Buying artwork – whether purely for aesthetics or as an investment – can be an intimidating process. Thankfully, those of us in the Bay Area who are just starting out have a great local resource: Lost Art Salon. Nearly everything in the place is under $1000. And it is indeed set up like an early 20th century European salon, so you’ll instantly feel at ease when you walk in.
“The South of Market loft features original Modern Era art (1900-1960s) presented in an eclectic residential setting – think Paris 1920s meets industrial urban loft,” said Rob Delamater, who along with Gaétan Caron, founded Lost Art. “We want our clients to feel like they’re walking into our own living room, not a stuffy, cold, intimidating art gallery.
“The residential feel of the Salon also is a way for us to show people unique ways of hanging work and displaying a mix of sculpture, ceramics, art glass and wall art.”
You can see Delamater and Caron’s design skills at work at the upcoming Decorator Showcase in San Francisco. The pair created the “Hall of Collections and Atelier,” which is located on a lower level of the showcase mansion.
In a recent interview with Instinct magazine, Delamater and Caron offered these tips for buying art:
- Select pieces you will want to own long-term.

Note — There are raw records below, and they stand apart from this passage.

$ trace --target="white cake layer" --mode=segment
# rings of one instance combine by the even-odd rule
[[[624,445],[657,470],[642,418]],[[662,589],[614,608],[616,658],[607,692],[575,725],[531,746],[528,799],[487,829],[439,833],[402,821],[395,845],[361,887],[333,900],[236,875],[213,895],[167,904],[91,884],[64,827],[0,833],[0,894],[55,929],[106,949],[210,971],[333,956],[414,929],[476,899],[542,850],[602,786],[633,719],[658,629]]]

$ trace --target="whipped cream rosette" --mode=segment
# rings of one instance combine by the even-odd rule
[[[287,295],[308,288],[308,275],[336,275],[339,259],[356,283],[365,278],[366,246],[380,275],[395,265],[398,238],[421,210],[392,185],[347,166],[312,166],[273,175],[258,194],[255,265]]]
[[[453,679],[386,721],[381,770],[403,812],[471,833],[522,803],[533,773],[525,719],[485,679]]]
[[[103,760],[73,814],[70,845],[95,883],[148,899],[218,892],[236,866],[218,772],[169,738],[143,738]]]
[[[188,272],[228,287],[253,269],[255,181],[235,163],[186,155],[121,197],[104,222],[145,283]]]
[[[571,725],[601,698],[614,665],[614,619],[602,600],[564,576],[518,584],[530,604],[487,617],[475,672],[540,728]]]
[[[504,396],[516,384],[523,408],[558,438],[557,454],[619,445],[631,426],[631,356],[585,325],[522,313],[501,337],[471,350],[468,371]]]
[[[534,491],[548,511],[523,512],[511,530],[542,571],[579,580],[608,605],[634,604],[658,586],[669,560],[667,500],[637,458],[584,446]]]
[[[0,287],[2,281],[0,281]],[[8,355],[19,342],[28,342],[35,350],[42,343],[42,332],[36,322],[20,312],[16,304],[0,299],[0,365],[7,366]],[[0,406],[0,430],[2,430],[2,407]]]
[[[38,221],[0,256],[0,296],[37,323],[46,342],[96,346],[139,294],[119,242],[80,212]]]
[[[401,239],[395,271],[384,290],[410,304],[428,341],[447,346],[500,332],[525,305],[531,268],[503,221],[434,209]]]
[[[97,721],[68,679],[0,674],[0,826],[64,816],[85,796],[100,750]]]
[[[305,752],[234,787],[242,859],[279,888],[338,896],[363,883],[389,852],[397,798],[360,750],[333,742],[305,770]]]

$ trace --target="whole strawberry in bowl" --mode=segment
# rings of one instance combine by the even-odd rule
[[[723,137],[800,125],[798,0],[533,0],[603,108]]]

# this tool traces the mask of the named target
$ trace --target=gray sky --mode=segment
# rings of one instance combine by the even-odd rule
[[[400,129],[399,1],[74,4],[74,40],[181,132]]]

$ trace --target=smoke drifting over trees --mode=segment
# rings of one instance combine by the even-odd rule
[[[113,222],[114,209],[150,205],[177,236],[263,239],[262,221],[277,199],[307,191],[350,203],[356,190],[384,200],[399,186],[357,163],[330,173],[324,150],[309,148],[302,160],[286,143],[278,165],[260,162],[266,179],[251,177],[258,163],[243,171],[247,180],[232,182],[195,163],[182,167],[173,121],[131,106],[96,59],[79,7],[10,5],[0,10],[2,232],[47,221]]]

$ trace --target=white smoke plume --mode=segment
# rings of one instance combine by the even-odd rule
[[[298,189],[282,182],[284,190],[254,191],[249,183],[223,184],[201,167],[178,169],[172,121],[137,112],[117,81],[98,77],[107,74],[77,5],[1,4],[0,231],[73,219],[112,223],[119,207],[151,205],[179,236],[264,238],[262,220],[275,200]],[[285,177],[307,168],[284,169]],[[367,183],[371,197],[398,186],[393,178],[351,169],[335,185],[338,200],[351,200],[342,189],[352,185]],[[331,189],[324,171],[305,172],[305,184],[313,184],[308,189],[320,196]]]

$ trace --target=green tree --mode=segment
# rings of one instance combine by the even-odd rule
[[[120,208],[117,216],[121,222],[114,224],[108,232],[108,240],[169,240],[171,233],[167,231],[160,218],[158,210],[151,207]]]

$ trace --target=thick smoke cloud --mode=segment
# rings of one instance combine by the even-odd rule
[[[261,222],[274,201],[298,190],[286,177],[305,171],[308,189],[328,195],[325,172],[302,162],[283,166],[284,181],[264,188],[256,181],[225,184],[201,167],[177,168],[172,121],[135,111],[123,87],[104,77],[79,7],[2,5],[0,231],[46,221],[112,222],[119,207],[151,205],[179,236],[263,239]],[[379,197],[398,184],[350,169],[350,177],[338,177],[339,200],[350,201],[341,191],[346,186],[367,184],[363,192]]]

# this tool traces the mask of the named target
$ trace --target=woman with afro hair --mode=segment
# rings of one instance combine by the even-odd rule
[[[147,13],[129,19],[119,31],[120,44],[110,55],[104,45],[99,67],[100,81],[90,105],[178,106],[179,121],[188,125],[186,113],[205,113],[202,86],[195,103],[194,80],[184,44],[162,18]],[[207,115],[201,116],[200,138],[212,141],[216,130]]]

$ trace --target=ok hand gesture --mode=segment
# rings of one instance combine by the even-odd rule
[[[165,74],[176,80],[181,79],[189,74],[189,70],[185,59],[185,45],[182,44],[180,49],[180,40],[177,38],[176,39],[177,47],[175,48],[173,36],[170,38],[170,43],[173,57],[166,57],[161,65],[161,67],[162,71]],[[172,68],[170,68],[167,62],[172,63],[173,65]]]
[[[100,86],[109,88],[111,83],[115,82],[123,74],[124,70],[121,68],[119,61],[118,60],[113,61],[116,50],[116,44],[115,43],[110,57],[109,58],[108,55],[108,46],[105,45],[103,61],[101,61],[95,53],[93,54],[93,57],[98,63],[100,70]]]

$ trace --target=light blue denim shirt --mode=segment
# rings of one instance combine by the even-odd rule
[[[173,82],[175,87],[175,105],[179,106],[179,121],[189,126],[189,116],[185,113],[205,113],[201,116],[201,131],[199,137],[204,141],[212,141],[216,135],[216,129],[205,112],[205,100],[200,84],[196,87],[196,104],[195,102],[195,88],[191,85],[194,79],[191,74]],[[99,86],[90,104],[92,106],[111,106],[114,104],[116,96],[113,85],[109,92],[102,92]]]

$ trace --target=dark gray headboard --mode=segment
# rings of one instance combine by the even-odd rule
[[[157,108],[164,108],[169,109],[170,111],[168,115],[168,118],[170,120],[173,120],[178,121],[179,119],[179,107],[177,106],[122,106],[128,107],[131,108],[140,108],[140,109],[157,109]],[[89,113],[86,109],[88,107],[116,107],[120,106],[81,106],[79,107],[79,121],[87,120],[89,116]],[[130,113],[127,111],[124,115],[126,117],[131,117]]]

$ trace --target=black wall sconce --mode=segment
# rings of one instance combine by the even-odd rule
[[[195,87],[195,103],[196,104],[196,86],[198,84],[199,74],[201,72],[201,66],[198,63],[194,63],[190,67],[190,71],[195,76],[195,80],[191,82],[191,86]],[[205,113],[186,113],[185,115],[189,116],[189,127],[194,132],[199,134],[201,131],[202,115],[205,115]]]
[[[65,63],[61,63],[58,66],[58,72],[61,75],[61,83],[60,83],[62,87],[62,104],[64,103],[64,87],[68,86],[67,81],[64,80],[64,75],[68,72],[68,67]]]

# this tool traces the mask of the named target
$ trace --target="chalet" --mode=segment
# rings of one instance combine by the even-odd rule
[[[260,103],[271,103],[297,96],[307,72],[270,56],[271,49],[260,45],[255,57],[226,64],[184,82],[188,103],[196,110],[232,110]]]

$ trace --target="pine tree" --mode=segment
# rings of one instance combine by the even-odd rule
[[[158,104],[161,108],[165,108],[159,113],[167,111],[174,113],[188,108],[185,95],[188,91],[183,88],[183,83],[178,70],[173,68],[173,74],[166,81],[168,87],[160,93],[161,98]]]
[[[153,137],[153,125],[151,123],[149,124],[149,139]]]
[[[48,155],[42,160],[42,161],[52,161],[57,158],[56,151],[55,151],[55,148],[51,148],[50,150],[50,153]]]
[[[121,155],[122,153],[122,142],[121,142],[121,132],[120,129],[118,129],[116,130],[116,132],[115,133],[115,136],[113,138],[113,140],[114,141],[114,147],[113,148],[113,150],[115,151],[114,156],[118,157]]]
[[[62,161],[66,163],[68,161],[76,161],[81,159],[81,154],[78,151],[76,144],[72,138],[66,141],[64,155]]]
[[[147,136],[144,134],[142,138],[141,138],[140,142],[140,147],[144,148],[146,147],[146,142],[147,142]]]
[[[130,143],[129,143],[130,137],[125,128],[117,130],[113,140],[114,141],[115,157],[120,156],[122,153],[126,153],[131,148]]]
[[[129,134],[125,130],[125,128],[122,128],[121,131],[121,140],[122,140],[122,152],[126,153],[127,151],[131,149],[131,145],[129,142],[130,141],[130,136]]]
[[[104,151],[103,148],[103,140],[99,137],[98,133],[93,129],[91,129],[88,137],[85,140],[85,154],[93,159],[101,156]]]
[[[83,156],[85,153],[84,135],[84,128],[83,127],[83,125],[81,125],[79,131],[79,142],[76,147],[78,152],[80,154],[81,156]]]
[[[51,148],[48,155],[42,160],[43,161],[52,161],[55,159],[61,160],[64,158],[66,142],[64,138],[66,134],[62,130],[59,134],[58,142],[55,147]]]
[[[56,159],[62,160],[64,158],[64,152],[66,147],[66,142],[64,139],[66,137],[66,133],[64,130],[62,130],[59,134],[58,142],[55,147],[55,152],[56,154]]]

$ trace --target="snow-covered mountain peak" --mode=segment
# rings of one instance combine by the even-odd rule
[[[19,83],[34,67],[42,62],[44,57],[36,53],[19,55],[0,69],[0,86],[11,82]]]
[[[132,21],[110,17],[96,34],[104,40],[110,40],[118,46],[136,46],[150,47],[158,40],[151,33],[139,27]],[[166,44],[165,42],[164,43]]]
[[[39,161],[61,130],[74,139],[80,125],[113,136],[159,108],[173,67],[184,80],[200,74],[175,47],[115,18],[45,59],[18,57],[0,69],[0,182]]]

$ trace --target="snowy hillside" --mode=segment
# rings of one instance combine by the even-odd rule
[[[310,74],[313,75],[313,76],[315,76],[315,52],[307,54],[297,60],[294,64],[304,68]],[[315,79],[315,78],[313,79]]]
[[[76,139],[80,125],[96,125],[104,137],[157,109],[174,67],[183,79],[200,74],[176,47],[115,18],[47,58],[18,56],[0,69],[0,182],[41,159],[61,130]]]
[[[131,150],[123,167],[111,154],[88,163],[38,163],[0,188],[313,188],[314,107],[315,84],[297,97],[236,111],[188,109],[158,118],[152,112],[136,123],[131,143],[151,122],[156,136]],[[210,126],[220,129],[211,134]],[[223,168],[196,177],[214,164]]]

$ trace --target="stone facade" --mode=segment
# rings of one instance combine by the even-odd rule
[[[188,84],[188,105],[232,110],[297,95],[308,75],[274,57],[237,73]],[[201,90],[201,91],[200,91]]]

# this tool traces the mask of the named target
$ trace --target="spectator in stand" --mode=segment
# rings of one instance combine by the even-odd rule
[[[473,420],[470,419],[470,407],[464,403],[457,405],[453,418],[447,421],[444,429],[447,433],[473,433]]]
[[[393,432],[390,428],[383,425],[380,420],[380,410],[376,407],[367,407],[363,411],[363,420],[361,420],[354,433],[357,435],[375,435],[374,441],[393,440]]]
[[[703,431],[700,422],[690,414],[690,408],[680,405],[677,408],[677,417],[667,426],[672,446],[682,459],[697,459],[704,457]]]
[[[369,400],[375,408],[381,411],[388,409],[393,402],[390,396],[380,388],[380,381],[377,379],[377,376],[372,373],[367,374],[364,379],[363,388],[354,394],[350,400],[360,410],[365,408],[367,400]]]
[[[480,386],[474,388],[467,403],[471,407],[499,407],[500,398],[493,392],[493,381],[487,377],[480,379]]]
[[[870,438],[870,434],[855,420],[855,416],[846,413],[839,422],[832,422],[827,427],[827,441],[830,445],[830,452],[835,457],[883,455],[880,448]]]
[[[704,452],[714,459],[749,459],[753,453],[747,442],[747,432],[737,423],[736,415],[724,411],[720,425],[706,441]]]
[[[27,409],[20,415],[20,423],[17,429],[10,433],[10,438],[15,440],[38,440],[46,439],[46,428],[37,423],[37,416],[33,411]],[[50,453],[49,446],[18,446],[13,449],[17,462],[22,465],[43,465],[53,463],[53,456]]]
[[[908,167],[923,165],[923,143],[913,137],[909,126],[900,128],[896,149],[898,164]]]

- Don’t worry about placement, as you can always find the right spot for art that you love.
- Buy one-of-a-kind works that fit your budget, rather than reproductions that anyone else can have in their home. The pair explained that “there’s something about knowing you are the only one in the world that owns this work of art. Original works have a soulful quality that simply cannot be captured in reproductions, no matter how good.”
At the two-year-old Salon, over 250 art pieces are on display – including paintings, drawings, ceramics, glass work and sculptures. An additional 1,200 items are in a library of original images, which is available for anyone to browse. The art is procured through auctions, dealers, flea markets, antique fairs and private collections and estates.
It’s hard to believe that for the cost of, say, filling up our gas tank a few times, we could buy a fantastic original painting. We may have to re-direct next month’s coffee allowance towards some lovely new pottery for our nightstands.